Exploring Diagnostic Prompting Approach for Multimodal LLM-based Visual Complexity Assessment: A Case Study of Amazon Search Result Pages
Divendar Murtadak, Yoon Kim, Trilokya Akula
TL;DR
The paper tackles the challenge of reliably assessing visual complexity on Amazon search result pages at scale by testing diagnostic prompting for multimodal LLMs against standard Gestalt-based prompts, using 200 SRPs with human-ground truth. It demonstrates a sizable relative improvement in alignment and detection performance ($F1$ up to $0.297$, $\kappa$ up to $0.071$), while revealing persistent gaps in perception and domain generalization. The authors analyze model reasoning through decision trees and highlight divergences between human and MLLM drivers, notably badge clutter versus content similarity. They propose a concrete roadmap for enhancing reliability, including richer response scales, persona-specific prompting, and larger-scale validation beyond a single domain.
Abstract
This study investigates whether diagnostic prompting can improve Multimodal Large Language Model (MLLM) reliability for visual complexity assessment of Amazon Search Results Pages (SRP). We compare diagnostic prompting with standard gestalt principles-based prompting using 200 Amazon SRP pages and human expert annotations. Diagnostic prompting showed notable improvements in predicting human complexity judgments, with F1-score increasing from 0.031 to 0.297 (+858\% relative improvement), though absolute performance remains modest (Cohen's $κ$ = 0.071).
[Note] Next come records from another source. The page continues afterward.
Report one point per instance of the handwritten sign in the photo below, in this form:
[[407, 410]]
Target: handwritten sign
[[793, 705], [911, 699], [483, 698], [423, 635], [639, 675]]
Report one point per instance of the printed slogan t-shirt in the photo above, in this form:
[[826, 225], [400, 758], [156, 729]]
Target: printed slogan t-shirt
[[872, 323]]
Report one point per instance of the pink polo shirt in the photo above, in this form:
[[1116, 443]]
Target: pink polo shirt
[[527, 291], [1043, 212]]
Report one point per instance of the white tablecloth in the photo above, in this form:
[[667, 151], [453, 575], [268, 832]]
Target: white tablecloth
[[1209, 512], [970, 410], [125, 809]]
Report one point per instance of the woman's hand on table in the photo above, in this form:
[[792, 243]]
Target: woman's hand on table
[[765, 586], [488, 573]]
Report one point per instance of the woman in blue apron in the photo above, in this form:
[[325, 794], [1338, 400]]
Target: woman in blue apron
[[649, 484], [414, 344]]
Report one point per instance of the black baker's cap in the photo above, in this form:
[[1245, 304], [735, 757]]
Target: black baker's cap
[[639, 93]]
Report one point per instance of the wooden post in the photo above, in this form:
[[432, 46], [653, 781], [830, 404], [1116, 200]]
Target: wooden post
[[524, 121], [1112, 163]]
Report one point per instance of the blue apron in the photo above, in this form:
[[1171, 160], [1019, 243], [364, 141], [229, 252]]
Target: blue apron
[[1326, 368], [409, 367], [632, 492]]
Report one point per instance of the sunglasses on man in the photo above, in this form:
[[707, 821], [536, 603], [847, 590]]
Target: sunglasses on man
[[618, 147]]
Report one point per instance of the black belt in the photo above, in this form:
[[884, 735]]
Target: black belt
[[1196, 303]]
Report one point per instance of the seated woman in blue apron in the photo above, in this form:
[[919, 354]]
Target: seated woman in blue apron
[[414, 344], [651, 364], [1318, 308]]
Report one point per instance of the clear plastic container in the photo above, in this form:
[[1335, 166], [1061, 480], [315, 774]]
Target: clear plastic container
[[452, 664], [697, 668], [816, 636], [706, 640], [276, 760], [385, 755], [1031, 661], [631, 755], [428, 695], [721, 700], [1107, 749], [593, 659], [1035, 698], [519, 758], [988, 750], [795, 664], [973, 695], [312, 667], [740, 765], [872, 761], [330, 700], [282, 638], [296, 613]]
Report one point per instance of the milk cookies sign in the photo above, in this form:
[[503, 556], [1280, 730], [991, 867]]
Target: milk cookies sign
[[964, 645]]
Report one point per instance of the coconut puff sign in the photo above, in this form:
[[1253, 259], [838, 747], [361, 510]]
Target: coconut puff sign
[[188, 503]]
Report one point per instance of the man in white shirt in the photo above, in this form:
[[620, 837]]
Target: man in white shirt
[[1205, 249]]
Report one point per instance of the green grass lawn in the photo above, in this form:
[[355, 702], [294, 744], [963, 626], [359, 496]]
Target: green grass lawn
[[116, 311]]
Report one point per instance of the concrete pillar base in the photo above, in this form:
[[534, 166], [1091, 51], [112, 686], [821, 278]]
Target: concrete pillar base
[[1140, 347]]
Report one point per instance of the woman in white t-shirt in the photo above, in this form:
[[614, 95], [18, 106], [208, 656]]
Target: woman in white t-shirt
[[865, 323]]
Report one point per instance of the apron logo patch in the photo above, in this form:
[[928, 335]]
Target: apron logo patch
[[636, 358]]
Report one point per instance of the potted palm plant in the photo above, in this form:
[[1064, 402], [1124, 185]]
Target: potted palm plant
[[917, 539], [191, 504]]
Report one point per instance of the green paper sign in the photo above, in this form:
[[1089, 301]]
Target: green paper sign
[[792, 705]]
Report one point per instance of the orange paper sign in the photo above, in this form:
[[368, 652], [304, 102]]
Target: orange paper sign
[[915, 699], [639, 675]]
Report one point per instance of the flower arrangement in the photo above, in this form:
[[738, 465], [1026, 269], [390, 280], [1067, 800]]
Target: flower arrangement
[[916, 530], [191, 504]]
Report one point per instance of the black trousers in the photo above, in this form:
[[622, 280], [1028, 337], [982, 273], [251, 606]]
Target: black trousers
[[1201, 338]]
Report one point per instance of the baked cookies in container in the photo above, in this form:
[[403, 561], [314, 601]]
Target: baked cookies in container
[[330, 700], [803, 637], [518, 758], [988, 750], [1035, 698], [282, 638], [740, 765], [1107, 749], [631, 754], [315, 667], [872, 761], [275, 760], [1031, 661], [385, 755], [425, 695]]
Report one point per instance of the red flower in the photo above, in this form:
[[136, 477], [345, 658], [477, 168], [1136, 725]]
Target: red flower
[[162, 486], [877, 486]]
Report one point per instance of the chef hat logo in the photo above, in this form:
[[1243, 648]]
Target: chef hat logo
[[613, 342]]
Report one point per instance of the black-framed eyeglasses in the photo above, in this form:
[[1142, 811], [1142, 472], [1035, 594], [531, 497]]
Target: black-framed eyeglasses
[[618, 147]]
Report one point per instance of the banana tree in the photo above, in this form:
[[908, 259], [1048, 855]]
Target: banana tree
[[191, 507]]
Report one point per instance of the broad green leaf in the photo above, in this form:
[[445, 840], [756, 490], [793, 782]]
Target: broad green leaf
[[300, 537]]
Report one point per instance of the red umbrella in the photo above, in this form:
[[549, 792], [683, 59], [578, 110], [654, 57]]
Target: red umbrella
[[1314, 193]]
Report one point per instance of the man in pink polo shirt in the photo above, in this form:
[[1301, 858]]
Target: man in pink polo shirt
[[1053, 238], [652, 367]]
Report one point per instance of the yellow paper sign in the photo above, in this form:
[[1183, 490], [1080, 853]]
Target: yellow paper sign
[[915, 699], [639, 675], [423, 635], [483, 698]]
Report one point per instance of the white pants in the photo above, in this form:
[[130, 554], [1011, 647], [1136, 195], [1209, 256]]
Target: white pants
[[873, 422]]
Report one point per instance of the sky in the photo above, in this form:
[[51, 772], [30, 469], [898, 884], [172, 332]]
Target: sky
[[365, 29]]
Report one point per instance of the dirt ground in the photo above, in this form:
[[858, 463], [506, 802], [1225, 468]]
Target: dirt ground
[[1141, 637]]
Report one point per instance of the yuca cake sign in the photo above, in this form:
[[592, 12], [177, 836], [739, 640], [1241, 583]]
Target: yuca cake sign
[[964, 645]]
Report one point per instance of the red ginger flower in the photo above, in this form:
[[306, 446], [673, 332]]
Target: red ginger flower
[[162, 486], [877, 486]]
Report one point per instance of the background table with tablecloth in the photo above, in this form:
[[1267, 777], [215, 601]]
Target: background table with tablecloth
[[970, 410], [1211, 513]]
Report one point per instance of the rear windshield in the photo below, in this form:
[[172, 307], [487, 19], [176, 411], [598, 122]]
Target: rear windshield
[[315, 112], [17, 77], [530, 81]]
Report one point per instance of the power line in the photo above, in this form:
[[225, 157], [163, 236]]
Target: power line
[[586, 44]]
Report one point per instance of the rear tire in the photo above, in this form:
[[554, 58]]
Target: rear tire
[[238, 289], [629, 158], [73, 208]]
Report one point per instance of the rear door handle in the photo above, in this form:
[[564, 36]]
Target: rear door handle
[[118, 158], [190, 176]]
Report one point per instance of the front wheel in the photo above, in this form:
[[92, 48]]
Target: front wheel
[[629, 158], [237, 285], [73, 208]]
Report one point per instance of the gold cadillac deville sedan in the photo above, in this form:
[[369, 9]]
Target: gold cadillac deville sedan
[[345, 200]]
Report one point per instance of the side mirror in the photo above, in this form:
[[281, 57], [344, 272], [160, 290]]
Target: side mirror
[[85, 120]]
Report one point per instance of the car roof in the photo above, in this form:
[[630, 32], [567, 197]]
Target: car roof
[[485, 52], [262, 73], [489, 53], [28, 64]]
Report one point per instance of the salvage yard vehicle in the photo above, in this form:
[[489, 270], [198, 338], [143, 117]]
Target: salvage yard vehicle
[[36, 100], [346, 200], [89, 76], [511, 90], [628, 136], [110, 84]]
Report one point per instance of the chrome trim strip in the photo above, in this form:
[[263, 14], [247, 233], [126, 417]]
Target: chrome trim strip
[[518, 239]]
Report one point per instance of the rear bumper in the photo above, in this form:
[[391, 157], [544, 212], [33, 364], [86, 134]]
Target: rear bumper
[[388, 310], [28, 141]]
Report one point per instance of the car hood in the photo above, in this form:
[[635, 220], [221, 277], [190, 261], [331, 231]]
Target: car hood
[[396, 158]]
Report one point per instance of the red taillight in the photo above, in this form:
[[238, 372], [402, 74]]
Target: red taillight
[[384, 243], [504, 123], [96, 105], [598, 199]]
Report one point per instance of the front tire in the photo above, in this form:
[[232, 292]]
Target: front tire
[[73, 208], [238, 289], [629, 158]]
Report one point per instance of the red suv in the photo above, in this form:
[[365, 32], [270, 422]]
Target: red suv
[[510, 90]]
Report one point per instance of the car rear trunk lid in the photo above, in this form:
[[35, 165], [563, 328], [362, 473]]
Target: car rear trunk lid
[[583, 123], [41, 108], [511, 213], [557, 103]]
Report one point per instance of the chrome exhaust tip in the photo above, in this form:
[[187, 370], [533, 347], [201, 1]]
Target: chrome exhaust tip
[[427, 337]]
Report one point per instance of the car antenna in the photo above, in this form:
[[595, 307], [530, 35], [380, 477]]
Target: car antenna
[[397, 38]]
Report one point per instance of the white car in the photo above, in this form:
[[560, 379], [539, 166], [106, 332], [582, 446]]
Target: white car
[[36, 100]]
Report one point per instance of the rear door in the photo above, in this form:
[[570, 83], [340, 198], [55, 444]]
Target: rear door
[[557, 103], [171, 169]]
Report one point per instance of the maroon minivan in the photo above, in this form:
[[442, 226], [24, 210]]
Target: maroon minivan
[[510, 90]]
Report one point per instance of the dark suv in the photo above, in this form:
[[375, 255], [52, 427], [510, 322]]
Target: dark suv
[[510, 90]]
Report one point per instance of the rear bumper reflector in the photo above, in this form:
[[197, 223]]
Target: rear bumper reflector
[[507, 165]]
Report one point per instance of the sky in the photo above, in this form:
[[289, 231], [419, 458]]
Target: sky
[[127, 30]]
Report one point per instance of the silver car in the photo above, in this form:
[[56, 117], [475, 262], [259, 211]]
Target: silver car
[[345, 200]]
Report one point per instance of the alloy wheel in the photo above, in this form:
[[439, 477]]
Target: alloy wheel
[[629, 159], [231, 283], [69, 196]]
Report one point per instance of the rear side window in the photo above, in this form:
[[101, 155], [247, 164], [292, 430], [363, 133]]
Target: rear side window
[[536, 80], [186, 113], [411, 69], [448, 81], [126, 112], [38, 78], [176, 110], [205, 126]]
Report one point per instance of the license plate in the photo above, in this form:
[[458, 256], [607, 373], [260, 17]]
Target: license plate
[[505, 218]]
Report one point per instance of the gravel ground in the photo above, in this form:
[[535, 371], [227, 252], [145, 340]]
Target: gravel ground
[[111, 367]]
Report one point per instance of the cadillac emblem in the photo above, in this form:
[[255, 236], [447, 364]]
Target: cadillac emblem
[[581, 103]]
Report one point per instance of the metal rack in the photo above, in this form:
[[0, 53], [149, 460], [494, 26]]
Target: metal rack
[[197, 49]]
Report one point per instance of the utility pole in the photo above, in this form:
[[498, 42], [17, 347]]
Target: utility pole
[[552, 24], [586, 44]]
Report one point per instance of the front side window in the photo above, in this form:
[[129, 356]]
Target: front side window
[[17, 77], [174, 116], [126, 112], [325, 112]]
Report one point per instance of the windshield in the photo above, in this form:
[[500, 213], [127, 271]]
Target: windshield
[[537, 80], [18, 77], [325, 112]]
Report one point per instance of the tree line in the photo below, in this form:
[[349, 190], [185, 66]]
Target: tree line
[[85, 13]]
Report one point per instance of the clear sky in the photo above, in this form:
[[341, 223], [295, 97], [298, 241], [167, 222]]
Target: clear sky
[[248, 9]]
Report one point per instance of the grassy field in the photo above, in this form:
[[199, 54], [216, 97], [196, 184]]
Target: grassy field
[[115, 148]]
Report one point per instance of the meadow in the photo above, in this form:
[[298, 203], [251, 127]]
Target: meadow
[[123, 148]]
The decision tree revealed that models prioritize visual design elements (badge clutter: 38.6\% importance) while humans emphasize content similarity, suggesting partial alignment in reasoning patterns. Failure case analysis reveals persistent challenges in MLLM visual perception, particularly for product similarity and color intensity assessment. Our findings indicate that diagnostic prompting represents a promising initial step toward human-aligned MLLM-based evaluation, though failure cases with consistent human-MLLM disagreement require continued research and refinement in prompting approaches with larger ground truth datasets for reliable practical deployment.